Expression Parser

Two examples from the textbook

These lecture notes document an extended example of a program that can parse and evaluate algebraic expressions the user enters. This example is based in part on two examples found in the textbook, the recursive descent interpreter of section 5.11 and the expression tree example of section 6.12 (section 6.10 in the third edition). After reading these lecture notes you may want to review those sections in the textbook.

Complete source code for the example

Here is an archive containing the complete source code for this example.

Grammars, Parse Trees, and Parsers

The program we are going to develop in these lecture notes reads and interprets statements in a simple programming language. Here is an example of a typical run of the program.

a = 2
2
b = a + 3
5
a*2 + b - 5
4

Each time the user types a line of input, the program will evaluate that input and print the value that the input evaluates to. The program accepts statements that set up values for variables, and also allows you to type arithmetic expressions that use those variables. The set of valid expressions that users can type in this program are governed by a very simple programming language. The program has the ability to analyse the structure of its inputs and then evaluate them.

All programming languages must follow a set of structure rules - most commonly those structure rules can be expressed via a context-free grammar. A grammar is a set of structure rules that describes how statements in the language can be decomposed into smaller elements, going all the way down to the individual elements in the statement such as numbers, variables, and operators.

Here is the set of grammar rules for the simple language our program will work with.

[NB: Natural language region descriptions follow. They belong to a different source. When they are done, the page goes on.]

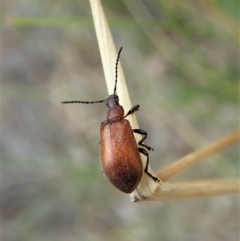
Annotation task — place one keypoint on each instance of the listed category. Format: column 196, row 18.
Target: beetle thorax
column 115, row 111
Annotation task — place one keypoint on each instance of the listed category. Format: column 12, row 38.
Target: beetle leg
column 145, row 153
column 144, row 133
column 132, row 110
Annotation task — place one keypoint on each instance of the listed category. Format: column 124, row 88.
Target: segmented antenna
column 99, row 101
column 82, row 102
column 116, row 71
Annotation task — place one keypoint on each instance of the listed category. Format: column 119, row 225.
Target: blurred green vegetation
column 181, row 61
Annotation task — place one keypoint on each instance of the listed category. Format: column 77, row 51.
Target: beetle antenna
column 82, row 102
column 116, row 71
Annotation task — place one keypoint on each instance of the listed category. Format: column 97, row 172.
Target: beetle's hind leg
column 145, row 153
column 144, row 133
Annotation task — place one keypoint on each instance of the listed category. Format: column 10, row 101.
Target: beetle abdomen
column 120, row 158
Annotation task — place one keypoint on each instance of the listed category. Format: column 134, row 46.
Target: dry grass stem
column 148, row 189
column 194, row 190
column 108, row 55
column 195, row 157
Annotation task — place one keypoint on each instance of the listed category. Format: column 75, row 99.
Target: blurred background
column 181, row 62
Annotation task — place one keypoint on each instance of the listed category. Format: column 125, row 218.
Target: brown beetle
column 120, row 154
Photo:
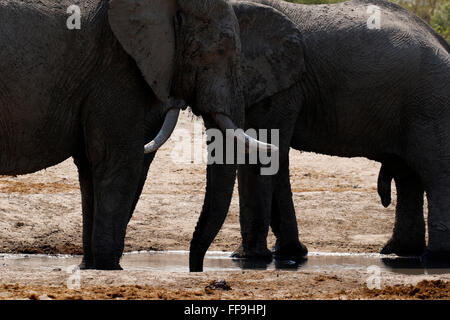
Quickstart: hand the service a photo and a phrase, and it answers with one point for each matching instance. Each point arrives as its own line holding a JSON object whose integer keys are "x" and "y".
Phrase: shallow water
{"x": 178, "y": 261}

statement -> assignment | calculation
assignment -> variable '=' sum end
calculation -> sum end
sum -> product (('+' product)|('-' product))*
product -> factor (('*' factor)|('/' factor))*
factor -> power | term
power -> term '^' factor
term -> group | variable | number
group -> '(' sum ')'

Grammar rules are made up grammar variables, terminal symbols, and operators. Each grammar rule consists of a grammar variable, the -> arrow, and a right hand side. Right hand sides consist of one or more grammar expressions connected by operators. The two operators that appear in our example grammar are the or operator, |, and the Kleene star operator, *. The or operator tells us that a grammar variable can expand into one or more alternatives. For example, the grammar rule

factor -> term | power

says that the variable factor can expand to either the term variable or the power variable.

The Kleene star operator says that we can have zero or more instances of something. For example, the rule

product -> factor (('*' factor)|('/' factor))*

says that a product is a single factor followed by 0 or more instances of ('*' factor) or ('/' factor).

Grammar rules are used to construct derivations. In a derivation we start with the grammar's start symbol statement in this example) and apply a series of grammar rules. Each time we apply a grammar rule we use it to replace one of the grammar variables with a new set of variables or terminal symbols.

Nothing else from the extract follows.